Kaira segurou os ombros dele, olhou para baixo e estalou a língua no céu da boca; a expressão carrancuda o fez segurar uma risada.
— Viu? — gabou-se. — Eu te conheço melhor do que qualquer um.
— Está enga—AHHH!
A queda para ele foi rápida e simples, o espaço com mais de dois metros de altura não eram nada para um felino, mas Kaira apertou os braços ao redor do seu pescoço e o olhou irritada. Noble não disse nada, apenas se virou e correu em direção a floresta, ultrapassou as primeiras copas e, quando estava numa boa distância da casa, em uma parte mais densa da mata, reduziu a velocidade, passando a caminhar.
— Para onde quer ir?
— Me coloca no chão!
— Você está sem sapatos, vai machucar seus pés.
Kaira revirou os olhos.
— Foram dez anos correndo igual uma besta pela floresta e descalça na maior parte das vezes, acredite, não vai ser agora que eu vou me machucar.

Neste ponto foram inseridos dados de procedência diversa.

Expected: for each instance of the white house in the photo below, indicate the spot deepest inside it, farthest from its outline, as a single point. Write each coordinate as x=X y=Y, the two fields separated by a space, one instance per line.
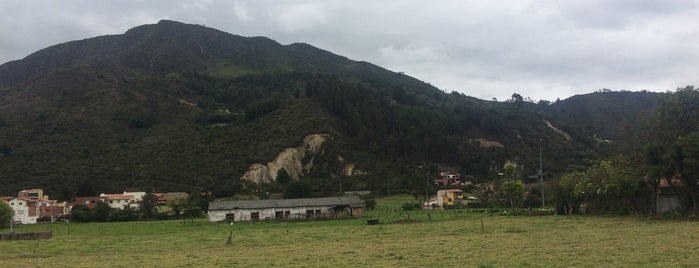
x=136 y=198
x=117 y=201
x=286 y=209
x=26 y=210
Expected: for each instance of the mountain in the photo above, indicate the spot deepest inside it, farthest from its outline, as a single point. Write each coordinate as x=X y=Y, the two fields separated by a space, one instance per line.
x=177 y=107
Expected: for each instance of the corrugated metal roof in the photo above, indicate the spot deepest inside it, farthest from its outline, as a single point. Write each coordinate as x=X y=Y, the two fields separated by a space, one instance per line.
x=348 y=200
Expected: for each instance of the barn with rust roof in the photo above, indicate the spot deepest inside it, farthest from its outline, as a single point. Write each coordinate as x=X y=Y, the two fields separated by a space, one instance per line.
x=286 y=209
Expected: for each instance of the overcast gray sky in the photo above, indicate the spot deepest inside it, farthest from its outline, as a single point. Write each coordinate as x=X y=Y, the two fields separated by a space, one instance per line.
x=486 y=49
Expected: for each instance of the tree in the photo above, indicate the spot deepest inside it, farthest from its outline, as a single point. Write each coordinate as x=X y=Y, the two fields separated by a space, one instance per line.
x=512 y=191
x=177 y=205
x=6 y=214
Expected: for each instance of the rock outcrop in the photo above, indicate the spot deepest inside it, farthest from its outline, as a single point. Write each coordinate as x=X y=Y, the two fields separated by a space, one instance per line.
x=291 y=159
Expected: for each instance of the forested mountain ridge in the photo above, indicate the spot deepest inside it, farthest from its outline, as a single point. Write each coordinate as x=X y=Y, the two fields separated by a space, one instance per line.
x=173 y=106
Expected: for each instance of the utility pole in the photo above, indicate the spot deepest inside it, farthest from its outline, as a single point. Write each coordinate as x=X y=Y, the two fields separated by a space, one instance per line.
x=541 y=177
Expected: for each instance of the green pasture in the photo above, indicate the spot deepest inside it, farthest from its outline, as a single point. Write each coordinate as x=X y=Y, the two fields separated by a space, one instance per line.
x=447 y=239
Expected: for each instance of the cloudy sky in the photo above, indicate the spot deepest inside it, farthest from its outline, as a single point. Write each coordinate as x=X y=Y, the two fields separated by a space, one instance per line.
x=487 y=49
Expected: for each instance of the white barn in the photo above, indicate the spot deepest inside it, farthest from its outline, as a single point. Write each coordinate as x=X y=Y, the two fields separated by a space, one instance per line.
x=286 y=209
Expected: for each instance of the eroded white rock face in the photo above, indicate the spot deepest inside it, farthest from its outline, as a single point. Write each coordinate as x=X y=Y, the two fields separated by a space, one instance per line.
x=289 y=159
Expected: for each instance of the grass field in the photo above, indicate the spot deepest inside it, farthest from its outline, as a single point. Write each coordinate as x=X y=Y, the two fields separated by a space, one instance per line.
x=449 y=239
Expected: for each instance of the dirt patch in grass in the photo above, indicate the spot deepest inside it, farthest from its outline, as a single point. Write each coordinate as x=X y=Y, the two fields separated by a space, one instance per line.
x=406 y=221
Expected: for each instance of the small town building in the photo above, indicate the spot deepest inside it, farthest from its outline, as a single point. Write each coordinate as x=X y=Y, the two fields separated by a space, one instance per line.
x=116 y=201
x=163 y=198
x=286 y=209
x=26 y=210
x=87 y=201
x=136 y=198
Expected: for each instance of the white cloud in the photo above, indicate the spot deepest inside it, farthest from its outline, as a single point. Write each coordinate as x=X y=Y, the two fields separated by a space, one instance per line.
x=241 y=11
x=541 y=49
x=301 y=17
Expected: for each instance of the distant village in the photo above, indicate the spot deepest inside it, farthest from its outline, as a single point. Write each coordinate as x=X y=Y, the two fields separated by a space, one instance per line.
x=32 y=206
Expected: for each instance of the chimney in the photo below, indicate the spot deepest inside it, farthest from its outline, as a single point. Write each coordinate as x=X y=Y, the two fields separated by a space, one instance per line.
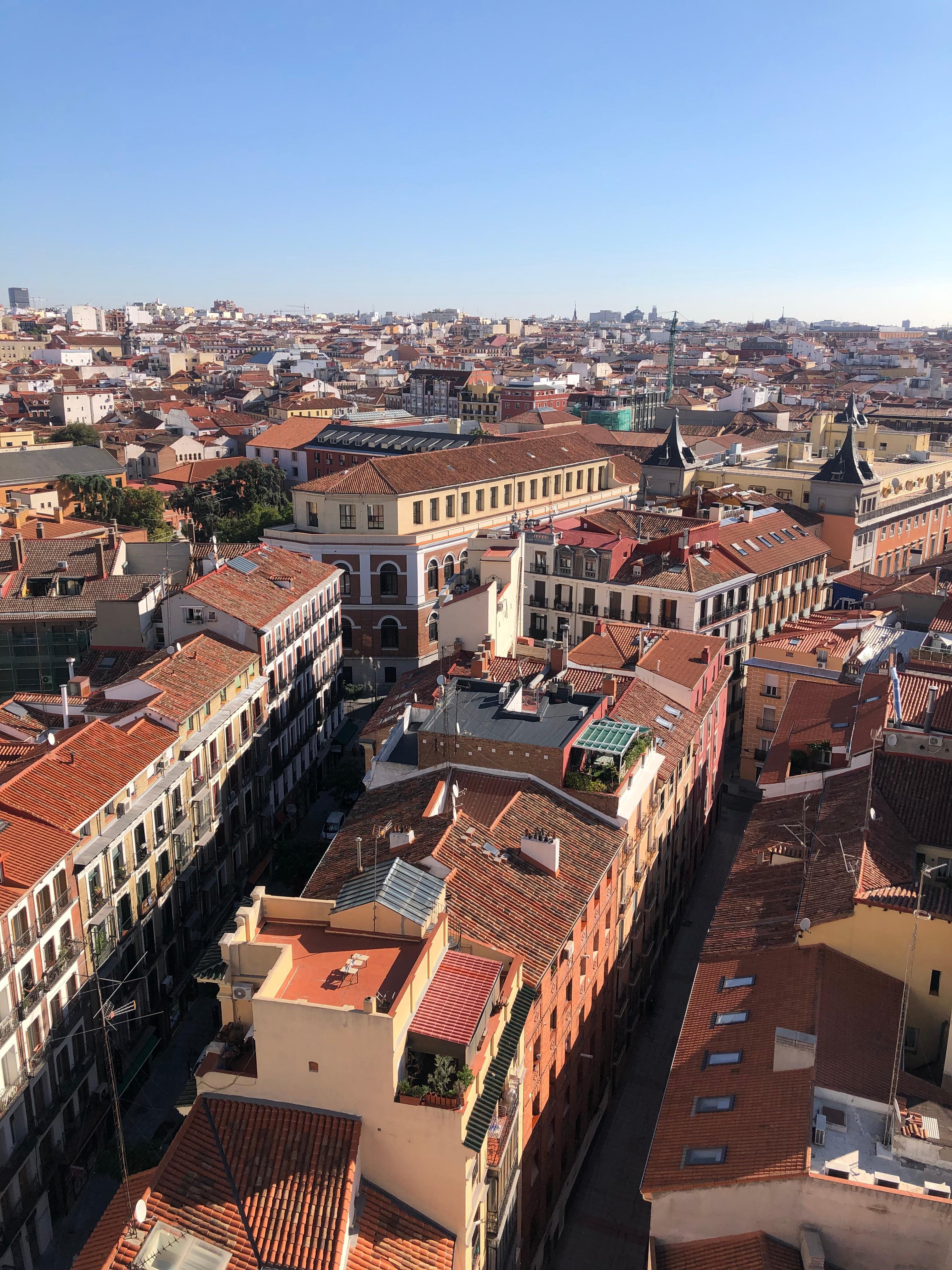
x=930 y=708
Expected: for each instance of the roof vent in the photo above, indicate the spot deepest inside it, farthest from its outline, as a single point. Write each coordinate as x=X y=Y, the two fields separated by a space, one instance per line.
x=541 y=850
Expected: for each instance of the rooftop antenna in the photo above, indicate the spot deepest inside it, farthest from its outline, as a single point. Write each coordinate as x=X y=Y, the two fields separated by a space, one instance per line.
x=671 y=356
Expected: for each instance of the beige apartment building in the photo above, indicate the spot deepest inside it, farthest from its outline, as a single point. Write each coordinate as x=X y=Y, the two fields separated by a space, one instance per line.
x=398 y=529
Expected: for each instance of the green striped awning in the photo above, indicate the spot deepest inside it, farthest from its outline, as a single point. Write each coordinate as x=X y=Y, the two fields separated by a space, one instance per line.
x=485 y=1107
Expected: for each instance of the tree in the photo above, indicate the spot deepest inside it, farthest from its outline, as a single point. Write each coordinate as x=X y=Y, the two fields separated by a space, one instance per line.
x=79 y=433
x=145 y=508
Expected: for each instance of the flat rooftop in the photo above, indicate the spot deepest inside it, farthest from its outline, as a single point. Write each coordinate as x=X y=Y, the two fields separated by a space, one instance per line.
x=473 y=708
x=319 y=958
x=853 y=1147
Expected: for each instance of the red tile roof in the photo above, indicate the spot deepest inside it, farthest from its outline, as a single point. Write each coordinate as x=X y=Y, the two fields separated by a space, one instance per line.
x=456 y=998
x=82 y=774
x=256 y=598
x=852 y=1010
x=753 y=1251
x=294 y=1173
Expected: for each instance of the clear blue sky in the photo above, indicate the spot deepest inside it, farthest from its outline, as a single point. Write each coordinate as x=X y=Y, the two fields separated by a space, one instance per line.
x=728 y=159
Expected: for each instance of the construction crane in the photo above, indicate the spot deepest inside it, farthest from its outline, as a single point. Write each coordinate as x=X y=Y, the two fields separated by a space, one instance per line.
x=671 y=358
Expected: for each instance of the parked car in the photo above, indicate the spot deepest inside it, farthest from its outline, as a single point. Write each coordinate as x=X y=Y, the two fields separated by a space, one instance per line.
x=332 y=826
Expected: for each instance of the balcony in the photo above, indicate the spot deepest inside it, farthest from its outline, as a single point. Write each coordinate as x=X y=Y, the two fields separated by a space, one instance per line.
x=49 y=915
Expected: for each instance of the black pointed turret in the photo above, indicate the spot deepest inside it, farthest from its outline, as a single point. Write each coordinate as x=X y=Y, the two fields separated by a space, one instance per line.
x=846 y=468
x=672 y=453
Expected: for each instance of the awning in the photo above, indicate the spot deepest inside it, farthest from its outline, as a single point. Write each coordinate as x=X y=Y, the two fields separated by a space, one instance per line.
x=138 y=1063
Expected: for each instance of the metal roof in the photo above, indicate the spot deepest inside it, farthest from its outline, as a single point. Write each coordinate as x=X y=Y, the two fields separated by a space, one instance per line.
x=494 y=1084
x=395 y=884
x=610 y=736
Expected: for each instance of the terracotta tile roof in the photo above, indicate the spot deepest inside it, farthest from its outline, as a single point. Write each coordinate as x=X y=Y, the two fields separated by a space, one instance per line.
x=88 y=769
x=753 y=1251
x=504 y=902
x=395 y=1238
x=407 y=474
x=456 y=998
x=205 y=665
x=294 y=1173
x=852 y=1010
x=294 y=433
x=256 y=598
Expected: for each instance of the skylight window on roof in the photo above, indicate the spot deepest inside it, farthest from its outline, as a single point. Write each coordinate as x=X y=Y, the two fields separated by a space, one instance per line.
x=725 y=1103
x=705 y=1156
x=739 y=981
x=723 y=1058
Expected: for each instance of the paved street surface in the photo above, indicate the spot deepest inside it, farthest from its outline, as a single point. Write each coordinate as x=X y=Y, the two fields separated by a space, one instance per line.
x=607 y=1222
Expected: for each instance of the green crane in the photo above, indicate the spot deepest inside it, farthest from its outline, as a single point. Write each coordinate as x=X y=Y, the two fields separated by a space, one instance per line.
x=671 y=356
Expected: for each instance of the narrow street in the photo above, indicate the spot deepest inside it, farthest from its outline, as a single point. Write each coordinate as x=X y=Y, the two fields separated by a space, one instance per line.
x=607 y=1222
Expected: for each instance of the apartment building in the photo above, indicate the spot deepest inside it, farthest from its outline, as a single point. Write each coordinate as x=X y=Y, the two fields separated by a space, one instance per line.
x=286 y=609
x=531 y=876
x=398 y=530
x=50 y=1107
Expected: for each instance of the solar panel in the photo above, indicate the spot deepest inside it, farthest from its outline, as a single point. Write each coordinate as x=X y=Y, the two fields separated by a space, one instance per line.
x=243 y=564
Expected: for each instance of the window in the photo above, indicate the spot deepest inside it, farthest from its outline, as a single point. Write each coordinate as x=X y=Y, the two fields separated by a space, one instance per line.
x=725 y=1103
x=723 y=1058
x=740 y=981
x=704 y=1156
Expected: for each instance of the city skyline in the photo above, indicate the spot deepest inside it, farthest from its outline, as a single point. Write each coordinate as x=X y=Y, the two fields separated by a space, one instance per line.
x=512 y=158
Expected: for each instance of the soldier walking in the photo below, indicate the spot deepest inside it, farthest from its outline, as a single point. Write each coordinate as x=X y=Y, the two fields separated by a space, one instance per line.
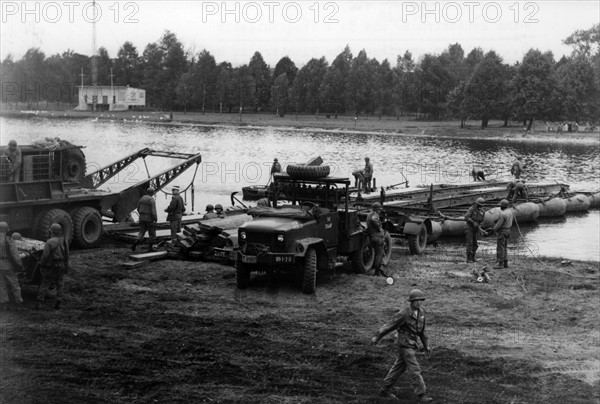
x=376 y=236
x=54 y=265
x=148 y=218
x=175 y=212
x=10 y=264
x=408 y=323
x=502 y=229
x=474 y=218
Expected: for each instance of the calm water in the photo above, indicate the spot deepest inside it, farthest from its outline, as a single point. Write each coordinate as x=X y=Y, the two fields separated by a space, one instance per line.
x=233 y=158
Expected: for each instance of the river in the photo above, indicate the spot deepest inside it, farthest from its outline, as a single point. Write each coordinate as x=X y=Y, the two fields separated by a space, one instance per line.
x=236 y=157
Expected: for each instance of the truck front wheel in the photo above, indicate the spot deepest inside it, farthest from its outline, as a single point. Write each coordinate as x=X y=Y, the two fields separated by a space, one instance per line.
x=242 y=275
x=309 y=280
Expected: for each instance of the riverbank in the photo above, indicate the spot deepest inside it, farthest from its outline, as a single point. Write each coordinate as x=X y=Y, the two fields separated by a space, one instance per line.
x=342 y=124
x=179 y=331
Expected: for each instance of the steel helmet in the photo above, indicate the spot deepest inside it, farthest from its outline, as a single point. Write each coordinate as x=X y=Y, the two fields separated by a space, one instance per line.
x=416 y=294
x=55 y=229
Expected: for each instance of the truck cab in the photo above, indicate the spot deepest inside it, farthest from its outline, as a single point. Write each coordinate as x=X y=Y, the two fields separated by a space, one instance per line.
x=305 y=234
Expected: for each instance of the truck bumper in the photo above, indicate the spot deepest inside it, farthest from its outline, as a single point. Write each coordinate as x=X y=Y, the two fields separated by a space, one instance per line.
x=271 y=259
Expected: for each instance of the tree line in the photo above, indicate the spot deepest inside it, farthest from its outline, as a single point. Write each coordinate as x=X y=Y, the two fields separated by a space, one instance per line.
x=477 y=85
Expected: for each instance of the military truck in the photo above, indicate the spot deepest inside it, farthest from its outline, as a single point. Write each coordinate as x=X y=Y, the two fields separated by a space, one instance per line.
x=307 y=235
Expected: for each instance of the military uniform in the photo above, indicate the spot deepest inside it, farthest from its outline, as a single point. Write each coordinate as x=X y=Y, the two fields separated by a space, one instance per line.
x=10 y=263
x=147 y=210
x=409 y=324
x=175 y=212
x=502 y=228
x=376 y=238
x=474 y=218
x=54 y=264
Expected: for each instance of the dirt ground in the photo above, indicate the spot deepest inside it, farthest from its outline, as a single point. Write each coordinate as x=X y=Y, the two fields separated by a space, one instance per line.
x=180 y=332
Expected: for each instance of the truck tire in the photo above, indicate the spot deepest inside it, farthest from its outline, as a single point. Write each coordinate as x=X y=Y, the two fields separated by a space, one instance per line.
x=242 y=275
x=418 y=242
x=87 y=227
x=73 y=165
x=362 y=260
x=309 y=278
x=44 y=220
x=387 y=248
x=307 y=172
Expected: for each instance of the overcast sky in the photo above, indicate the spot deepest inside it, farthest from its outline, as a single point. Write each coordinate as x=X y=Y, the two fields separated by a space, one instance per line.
x=232 y=31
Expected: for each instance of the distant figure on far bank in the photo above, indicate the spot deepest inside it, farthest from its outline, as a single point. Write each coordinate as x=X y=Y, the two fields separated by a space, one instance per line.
x=517 y=168
x=175 y=212
x=478 y=174
x=363 y=178
x=14 y=158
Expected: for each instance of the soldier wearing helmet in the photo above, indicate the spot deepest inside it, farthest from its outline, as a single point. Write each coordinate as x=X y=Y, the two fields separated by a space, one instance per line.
x=10 y=264
x=54 y=266
x=408 y=323
x=148 y=217
x=502 y=229
x=175 y=212
x=219 y=210
x=474 y=218
x=14 y=157
x=376 y=236
x=210 y=212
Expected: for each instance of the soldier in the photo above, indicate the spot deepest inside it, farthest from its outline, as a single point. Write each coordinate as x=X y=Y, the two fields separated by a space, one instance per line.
x=54 y=264
x=478 y=174
x=219 y=211
x=376 y=237
x=210 y=213
x=14 y=157
x=520 y=191
x=148 y=218
x=275 y=168
x=175 y=212
x=10 y=264
x=517 y=168
x=408 y=323
x=502 y=229
x=474 y=217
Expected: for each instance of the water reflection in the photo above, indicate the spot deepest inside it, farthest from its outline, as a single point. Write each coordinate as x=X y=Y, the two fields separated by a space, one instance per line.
x=233 y=158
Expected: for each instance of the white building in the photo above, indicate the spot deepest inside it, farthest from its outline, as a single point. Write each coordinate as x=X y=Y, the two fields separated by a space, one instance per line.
x=110 y=98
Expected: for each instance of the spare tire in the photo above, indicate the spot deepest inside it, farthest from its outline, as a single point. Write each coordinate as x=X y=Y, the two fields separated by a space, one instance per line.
x=307 y=172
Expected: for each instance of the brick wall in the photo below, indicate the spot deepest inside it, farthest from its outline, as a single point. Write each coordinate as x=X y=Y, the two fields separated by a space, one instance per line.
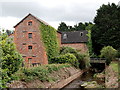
x=38 y=53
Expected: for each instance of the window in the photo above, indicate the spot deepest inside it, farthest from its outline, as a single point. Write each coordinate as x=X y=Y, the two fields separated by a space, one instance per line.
x=81 y=33
x=29 y=35
x=29 y=47
x=30 y=23
x=29 y=59
x=65 y=36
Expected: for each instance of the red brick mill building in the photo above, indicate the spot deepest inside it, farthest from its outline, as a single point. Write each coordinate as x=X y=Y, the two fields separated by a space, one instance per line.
x=27 y=38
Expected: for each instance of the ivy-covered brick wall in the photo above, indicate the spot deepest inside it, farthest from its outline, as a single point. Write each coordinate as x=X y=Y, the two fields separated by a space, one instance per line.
x=49 y=38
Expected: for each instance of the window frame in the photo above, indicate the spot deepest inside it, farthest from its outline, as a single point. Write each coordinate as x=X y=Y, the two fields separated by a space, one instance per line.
x=64 y=36
x=29 y=35
x=30 y=23
x=81 y=34
x=29 y=47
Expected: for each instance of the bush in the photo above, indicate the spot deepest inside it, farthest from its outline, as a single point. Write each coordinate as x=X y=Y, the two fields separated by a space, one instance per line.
x=10 y=59
x=67 y=58
x=41 y=72
x=65 y=50
x=109 y=53
x=82 y=59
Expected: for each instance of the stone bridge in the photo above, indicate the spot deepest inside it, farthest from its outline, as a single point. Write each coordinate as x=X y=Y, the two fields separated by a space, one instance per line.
x=97 y=60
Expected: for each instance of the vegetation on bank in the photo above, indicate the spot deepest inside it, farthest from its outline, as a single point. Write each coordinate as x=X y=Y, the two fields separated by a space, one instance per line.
x=114 y=66
x=49 y=37
x=38 y=73
x=10 y=59
x=72 y=56
x=106 y=30
x=109 y=53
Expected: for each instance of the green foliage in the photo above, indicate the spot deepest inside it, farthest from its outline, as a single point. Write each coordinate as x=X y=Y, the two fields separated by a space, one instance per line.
x=65 y=50
x=89 y=43
x=83 y=60
x=109 y=53
x=77 y=27
x=41 y=72
x=63 y=27
x=10 y=59
x=66 y=58
x=106 y=31
x=49 y=36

As solas dos meus pés aguentam!
— Tá bom, senhorita dona da razão.
Ela sorriu quando colocou os pés na terra, flexionou as pernas e se alongou.
— O que está fazendo?
— Eu estou cheia de energia para gastar e quero começar agora, nada melhor do que correr para esquecer as merdas de hoje.
Noble se interessou por aquilo.
— Como nos velhos tempos então?
— Conte até dez e sem roubar!
— Quem sempre passou a perna foi você, Kaira, não eu!
— Desculpa de perdedor? — ela estava sendo irônica, com um sorriso travesso.
— Por que tudo sempre se resume a uma competição? — perguntou, embora já fizesse ideia do tipo de resposta que ela daria.
— Qual a graça da vida sem um desafio, chocolatinho?
Kaira o empurrou com uma mão e saiu correndo para longe dele. Noble fechou os olhos e puxou o ar da noite para dentro dos pulmões, não sentia cheiro de nenhum outro Espécie por perto, haviam animais, mas nada que o preocupasse.
— Dez, nove, oito, sete…
— Você sabe contar, estou impressionada! — Kaira gritou de longe e Noble começou a rir como um idiota.
Até em uma brincadeira ela precisa dizer algo assim, pensou e revirou os olhos, fêmea atrevida.
— Me deixa contar em paz! — reclamou. — Seis, cinco, quatro, três, dois, um... Lá vou eu!